36 of 43 people found the following review helpful:
1.0 out of 5 stars
Lots of fluff, no real substance,
By A Customer
This review is from: Advanced Project Portfolio Management and the PMO: Multiplying ROI at Warp Speed (Hardcover)
The majority of this book touts the advantages of a PMO without providing much substance on how to create one. It also assumes that the PMO has authority over the sales and marketing; hence spends a big portion talking about the supply-side and the market-side projects. This book also has too many questionable "surveys" done by the authors and assumptions that are derived from those surveys. Statement such as "From our survey of xxxxx, x% of CIOs believe xxxx" are frequent throughtout the book.This book seems to have been written to promote the authors' consulting business. Throughout the book, there are "examples" of how companies who implemented the "4x4" process made major improvements and the executives that implemented the process got promoted. Obviously, the book does not describe the "4x4" process; you have to bring the authors to implement it in your organization. This book has so much reference to Goldratt (author of "The goal" and "Critical Chain") that you are better off just reading Goldratt's books. If I had been completely new to Project Management and PMO, I may have learned a little bit about a PMO after reading this book's 400+ pages, but for someone who has some knowledge of Project Management, this book was a total waste of my time and money.
12 of 13 people found the following review helpful:
4.0 out of 5 stars
A must-read for project-based organizations,
By
This review is from: Advanced Project Portfolio Management and the PMO: Multiplying ROI at Warp Speed (Hardcover)
A very complete book on the subject of project management offices (PMO). It presents a complete and practical how-to guide to selling, establishing, running, and controlling PMOs in organizations, with a constant eye on the business value (ROI).

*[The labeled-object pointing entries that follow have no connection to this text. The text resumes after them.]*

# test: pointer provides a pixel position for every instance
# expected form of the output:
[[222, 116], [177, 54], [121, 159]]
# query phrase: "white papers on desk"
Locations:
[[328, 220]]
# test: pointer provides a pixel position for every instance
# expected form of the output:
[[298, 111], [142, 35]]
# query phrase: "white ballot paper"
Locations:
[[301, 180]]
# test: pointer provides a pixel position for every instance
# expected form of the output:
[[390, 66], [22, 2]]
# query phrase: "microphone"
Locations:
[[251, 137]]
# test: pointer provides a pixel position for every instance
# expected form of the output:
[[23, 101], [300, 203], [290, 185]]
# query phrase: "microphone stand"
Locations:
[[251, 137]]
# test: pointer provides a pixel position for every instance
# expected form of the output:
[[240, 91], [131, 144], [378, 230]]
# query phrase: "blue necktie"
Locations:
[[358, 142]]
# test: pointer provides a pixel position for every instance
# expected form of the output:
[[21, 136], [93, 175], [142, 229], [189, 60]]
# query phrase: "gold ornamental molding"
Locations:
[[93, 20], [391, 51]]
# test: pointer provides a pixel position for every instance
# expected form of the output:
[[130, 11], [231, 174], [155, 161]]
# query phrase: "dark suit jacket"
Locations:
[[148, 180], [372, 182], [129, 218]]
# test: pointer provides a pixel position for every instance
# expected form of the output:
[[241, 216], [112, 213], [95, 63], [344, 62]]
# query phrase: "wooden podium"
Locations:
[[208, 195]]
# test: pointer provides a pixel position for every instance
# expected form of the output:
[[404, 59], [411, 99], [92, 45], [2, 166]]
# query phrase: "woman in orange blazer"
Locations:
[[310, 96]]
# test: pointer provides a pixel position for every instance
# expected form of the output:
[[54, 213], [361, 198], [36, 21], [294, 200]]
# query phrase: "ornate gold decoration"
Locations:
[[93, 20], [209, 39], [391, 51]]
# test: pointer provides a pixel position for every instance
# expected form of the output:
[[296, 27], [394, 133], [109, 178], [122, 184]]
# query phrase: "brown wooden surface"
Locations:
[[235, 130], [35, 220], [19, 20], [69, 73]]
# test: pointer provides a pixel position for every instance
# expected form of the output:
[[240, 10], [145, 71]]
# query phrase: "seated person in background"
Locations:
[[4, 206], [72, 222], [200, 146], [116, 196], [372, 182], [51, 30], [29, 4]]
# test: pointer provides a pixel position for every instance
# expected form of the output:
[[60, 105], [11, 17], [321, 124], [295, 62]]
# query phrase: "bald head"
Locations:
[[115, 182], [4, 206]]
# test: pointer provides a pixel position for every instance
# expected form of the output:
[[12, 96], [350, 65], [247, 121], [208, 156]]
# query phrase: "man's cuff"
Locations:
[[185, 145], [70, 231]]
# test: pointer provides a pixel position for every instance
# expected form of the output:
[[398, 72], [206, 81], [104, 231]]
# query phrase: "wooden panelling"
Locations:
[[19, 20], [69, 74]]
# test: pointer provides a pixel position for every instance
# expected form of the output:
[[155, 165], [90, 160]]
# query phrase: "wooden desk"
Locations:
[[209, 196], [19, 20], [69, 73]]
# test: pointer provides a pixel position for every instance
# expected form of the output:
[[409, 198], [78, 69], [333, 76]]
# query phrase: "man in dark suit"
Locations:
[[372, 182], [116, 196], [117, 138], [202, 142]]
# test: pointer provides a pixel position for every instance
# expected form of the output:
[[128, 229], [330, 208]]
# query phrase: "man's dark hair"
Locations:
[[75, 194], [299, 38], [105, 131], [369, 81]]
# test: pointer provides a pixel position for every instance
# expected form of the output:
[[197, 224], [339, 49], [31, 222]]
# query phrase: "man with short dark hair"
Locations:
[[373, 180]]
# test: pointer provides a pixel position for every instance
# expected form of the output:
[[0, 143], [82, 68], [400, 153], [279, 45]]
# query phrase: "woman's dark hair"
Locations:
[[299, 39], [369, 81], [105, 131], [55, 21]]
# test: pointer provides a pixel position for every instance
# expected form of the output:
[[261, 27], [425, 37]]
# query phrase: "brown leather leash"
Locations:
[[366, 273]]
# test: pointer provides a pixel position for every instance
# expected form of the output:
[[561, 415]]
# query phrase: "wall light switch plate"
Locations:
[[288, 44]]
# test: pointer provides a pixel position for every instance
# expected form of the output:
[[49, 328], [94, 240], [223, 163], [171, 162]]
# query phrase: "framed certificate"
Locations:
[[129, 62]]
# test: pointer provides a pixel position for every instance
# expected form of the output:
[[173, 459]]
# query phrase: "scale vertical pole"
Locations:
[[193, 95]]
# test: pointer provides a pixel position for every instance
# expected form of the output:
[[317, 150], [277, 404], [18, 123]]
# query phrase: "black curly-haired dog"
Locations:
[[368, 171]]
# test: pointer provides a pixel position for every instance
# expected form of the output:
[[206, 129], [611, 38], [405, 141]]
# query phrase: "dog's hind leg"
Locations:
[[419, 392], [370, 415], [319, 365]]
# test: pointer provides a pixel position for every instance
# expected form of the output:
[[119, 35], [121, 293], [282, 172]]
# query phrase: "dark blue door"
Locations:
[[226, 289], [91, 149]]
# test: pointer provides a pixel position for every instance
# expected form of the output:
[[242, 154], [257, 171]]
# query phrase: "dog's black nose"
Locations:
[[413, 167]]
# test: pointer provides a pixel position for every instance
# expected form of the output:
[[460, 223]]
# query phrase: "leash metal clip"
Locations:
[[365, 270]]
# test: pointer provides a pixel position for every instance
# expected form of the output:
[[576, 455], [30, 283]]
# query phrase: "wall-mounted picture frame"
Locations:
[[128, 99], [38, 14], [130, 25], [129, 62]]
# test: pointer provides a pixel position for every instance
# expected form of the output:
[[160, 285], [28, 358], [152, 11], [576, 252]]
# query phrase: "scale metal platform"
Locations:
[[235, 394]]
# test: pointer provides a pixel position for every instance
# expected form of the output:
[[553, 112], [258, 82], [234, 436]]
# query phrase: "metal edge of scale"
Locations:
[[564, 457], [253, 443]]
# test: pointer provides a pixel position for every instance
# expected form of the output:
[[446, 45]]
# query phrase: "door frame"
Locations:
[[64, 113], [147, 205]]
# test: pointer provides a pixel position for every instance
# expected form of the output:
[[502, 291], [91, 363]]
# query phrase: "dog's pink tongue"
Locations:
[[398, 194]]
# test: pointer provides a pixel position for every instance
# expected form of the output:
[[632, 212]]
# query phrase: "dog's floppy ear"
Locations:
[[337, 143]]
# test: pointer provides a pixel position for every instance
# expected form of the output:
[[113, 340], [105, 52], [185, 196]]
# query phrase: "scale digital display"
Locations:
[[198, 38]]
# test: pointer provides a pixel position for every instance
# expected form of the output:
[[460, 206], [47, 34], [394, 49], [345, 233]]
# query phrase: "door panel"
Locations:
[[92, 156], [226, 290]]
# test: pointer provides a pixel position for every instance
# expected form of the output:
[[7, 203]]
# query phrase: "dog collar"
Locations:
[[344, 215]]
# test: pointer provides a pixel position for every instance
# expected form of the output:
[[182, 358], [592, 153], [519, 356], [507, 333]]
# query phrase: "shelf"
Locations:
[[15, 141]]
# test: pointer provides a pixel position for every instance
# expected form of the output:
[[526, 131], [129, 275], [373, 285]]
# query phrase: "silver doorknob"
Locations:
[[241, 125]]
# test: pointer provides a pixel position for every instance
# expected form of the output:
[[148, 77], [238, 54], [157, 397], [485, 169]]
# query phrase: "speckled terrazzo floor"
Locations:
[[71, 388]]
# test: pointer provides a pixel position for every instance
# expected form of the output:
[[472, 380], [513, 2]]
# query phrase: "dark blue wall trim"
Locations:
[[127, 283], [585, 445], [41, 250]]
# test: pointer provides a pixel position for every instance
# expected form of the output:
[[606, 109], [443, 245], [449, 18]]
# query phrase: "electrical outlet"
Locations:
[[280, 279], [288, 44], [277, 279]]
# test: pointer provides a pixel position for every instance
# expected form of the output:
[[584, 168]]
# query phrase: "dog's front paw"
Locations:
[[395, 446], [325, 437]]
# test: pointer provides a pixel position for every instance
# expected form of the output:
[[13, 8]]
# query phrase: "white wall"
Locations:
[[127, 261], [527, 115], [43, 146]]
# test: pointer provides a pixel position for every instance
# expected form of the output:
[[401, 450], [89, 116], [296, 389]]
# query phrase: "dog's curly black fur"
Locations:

The section on strategic planning was an eye opener for me in terms of the value that a PMO can bring to the organization in supporting the selection of the `right' projects, i.e. a well balanced project mix that maximizes the return on investment of the portfolio. It is my experience that few organizations think in those terms and it often results in project selections being made based on the clout of their `champions' or by simply jumping from emergency to emergency, strategic projects becoming more the exception than the rule, with the negative bottom line impacts that it implies. Obviously there lies also the greatest challenge of the PMOs given that they have to carve a role for themselves in the high spheres of management where those decisions are made. They also need to instill in management the rigor of project selection, above and beyond mere intuition or customer pressures. This is truly where the strategic value of the PMO is. Another compelling aspect of the book is the incorporation of the principles of the theory of constraints (TOC). For the organizations that are interested in reaping the benefits of critical chain project management (CCPM) for instance and applying TOC to maximize project flow in their organization, this is a plus. This is one of the rare books that addresses PMO in the context of TOC. The readers should quickly be able to envision the bottom line impact that an efficient and strategic PMO (at the portfolio level) combined with the well documented results of CCPM implementations at the project level could have in their organizations.